Putting the Feds in their place
(Tenth Amendment Center) - A bill set for introduction in the Alaska State Senate would allow the farming, production, and sale of industrial hemp in the state, effectively nullifying the federal prohibition on the same once put into effect.
Senate Bill 8 (SB8) was introduced by State Sen Johnny Ellis and would open up the industrial hemp market in Alaska if successfully passed.
SB8 would allow a licensed individual to “produce industrial hemp, including planting, growing, harvesting, possessing, processing, selling, or buying industrial hemp.” Those who did so would be protected from prosecution through an affirmative defense as long as they are in compliance with state law.

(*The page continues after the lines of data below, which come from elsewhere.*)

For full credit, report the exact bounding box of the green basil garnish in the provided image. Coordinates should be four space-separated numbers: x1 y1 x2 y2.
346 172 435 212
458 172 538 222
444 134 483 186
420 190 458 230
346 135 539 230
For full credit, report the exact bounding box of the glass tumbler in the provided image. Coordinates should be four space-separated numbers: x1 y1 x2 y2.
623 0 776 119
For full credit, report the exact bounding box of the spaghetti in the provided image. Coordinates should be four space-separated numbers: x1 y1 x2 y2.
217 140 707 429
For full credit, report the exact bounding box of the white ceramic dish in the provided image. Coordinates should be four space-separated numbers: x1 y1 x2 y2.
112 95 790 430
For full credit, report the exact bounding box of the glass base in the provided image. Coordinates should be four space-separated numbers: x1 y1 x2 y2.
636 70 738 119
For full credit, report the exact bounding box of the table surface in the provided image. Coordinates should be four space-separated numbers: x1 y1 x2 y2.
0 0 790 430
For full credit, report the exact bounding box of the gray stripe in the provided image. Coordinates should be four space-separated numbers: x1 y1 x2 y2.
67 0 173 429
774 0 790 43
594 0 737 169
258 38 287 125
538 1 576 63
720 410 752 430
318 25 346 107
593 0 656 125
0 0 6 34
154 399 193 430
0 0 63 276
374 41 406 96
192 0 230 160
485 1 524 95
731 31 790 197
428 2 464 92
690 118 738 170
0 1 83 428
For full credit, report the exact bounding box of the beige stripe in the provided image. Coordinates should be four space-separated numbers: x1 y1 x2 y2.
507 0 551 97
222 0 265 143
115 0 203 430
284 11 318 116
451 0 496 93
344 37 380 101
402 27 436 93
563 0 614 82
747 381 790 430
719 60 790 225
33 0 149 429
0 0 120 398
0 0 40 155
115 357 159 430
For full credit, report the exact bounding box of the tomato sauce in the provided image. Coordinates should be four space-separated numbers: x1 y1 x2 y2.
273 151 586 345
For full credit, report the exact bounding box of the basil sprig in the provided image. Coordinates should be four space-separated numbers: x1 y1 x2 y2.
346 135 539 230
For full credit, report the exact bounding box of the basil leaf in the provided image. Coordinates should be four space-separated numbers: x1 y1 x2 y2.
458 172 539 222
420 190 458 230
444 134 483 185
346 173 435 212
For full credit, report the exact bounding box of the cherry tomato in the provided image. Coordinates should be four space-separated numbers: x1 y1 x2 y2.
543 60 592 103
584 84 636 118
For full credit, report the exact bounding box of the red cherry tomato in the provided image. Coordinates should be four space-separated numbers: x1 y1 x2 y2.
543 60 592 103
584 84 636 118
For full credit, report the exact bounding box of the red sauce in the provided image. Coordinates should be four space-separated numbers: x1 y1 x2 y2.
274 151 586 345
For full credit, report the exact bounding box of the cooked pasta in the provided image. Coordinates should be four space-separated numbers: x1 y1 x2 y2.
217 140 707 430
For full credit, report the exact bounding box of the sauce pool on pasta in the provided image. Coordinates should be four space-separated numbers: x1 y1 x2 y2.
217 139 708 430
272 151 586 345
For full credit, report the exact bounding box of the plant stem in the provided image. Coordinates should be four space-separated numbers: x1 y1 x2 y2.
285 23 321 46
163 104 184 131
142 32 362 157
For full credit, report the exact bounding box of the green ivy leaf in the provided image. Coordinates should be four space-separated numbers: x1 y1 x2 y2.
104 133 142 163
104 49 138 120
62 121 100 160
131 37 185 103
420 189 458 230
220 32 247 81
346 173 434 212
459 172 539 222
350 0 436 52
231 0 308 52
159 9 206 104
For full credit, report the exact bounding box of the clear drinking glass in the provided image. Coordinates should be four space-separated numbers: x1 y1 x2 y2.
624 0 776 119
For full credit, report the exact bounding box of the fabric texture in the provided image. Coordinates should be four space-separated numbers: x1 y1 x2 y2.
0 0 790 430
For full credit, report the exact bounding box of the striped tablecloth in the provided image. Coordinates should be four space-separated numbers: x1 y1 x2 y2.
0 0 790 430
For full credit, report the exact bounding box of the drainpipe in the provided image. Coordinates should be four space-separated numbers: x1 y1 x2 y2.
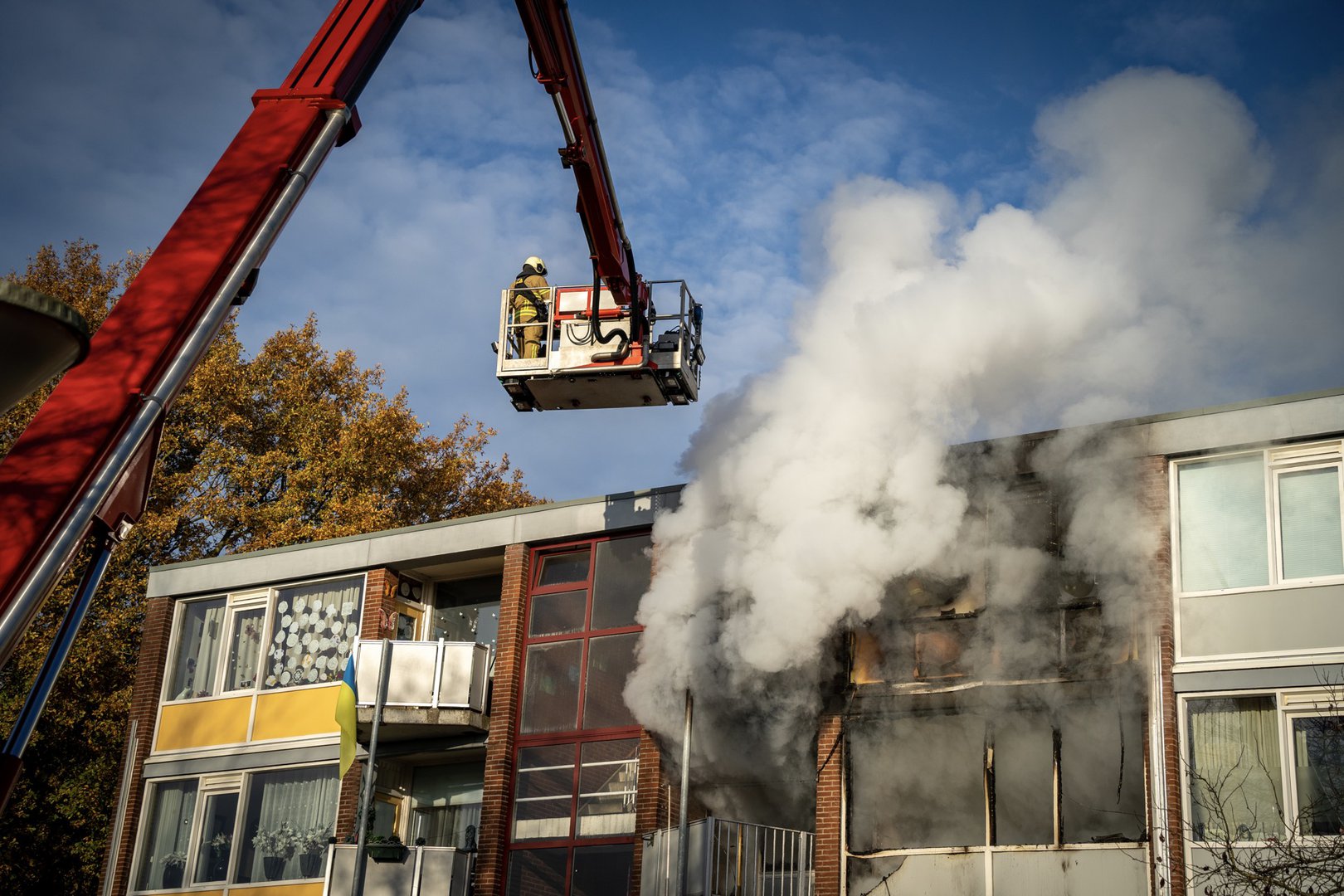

The bill gives Alaska the chance to join several other states – Colorado, Oregon, South Carolina, Tennessee and Vermont – that have already passed similar measures. Farmers in SE Colorado started harvesting the plant in 2013, effectively nullifying federal restrictions on such agricultural activities.
Experts suggest that the U.S. market for hemp is around $500 million per year. They count as many as 25,000 uses for industrial hemp, including food, cosmetics, plastics and bio-fuel. The U.S. is currently the world’s #1 importer of hemp fiber for various products, with China and Canada acting as the top two exporters in the world.

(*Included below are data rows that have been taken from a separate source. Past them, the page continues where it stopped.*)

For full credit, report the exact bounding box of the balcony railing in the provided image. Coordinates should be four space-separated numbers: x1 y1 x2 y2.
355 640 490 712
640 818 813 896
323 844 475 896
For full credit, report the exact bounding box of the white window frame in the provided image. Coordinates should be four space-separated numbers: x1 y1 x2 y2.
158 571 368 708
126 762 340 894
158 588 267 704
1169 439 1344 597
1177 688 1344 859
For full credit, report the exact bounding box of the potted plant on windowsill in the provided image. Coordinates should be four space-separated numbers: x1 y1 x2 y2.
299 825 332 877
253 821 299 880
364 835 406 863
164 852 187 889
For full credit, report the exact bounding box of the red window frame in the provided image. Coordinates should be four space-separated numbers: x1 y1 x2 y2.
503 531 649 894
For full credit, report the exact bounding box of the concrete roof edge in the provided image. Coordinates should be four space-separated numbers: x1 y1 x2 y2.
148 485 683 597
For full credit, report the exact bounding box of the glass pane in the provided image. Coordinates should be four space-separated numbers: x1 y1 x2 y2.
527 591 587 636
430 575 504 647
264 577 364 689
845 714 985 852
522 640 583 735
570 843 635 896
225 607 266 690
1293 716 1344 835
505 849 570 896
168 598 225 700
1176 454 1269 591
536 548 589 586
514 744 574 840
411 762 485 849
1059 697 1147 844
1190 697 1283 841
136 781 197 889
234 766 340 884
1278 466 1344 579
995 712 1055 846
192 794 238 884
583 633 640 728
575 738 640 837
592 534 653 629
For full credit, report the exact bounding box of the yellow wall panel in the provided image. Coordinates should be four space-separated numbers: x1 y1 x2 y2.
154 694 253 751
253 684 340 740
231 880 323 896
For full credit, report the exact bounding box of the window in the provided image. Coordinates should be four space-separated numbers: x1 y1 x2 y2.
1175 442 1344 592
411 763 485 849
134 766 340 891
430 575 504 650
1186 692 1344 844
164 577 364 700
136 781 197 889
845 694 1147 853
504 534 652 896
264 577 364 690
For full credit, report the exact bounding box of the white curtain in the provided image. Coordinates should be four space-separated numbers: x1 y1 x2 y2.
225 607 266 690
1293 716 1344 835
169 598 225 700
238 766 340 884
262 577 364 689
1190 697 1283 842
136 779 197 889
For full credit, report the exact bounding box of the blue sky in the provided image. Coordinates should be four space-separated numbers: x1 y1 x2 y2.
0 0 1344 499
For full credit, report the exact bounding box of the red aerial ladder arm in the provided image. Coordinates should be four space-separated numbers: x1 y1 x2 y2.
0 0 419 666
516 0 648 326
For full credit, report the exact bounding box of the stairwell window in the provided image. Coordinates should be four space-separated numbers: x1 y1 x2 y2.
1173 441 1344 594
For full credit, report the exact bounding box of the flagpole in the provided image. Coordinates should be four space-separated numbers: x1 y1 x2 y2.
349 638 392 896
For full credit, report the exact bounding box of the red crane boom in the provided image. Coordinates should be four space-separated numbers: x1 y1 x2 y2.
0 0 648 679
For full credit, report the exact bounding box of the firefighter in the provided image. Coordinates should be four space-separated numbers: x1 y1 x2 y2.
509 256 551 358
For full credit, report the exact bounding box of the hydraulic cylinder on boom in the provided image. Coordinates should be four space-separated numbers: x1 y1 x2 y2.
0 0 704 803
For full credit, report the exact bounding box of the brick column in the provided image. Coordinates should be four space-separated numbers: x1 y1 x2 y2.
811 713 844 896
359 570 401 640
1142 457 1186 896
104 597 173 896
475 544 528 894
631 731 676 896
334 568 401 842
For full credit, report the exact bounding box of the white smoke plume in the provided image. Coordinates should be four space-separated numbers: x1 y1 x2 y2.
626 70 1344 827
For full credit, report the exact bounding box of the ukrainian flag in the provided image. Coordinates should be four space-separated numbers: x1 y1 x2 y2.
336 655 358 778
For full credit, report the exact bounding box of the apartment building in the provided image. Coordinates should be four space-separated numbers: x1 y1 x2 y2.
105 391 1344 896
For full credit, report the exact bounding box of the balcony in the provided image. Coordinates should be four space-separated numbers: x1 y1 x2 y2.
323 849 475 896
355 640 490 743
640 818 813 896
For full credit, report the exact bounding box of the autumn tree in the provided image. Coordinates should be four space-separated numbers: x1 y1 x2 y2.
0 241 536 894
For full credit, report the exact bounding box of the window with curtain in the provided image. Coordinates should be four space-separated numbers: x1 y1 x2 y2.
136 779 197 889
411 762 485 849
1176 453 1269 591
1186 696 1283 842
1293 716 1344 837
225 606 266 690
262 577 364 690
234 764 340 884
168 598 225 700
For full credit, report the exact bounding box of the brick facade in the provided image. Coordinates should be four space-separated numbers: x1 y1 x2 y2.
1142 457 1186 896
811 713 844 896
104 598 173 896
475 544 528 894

During World War II, the United States military relied heavily on hemp products, which resulted in the famous campaign and government-produced film, “Hemp for Victory!”.
But, since the enactment of the unconstitutional federal controlled-substances act in 1970, the Drug Enforcement Agency has prevented the production of hemp within the United States. Many hemp supporters feel that the DEA has been used as an “attack dog” of sorts to prevent competition with major industries where American-grown hemp products would create serious market competition: Cotton, Paper/Lumber, Oil, and others.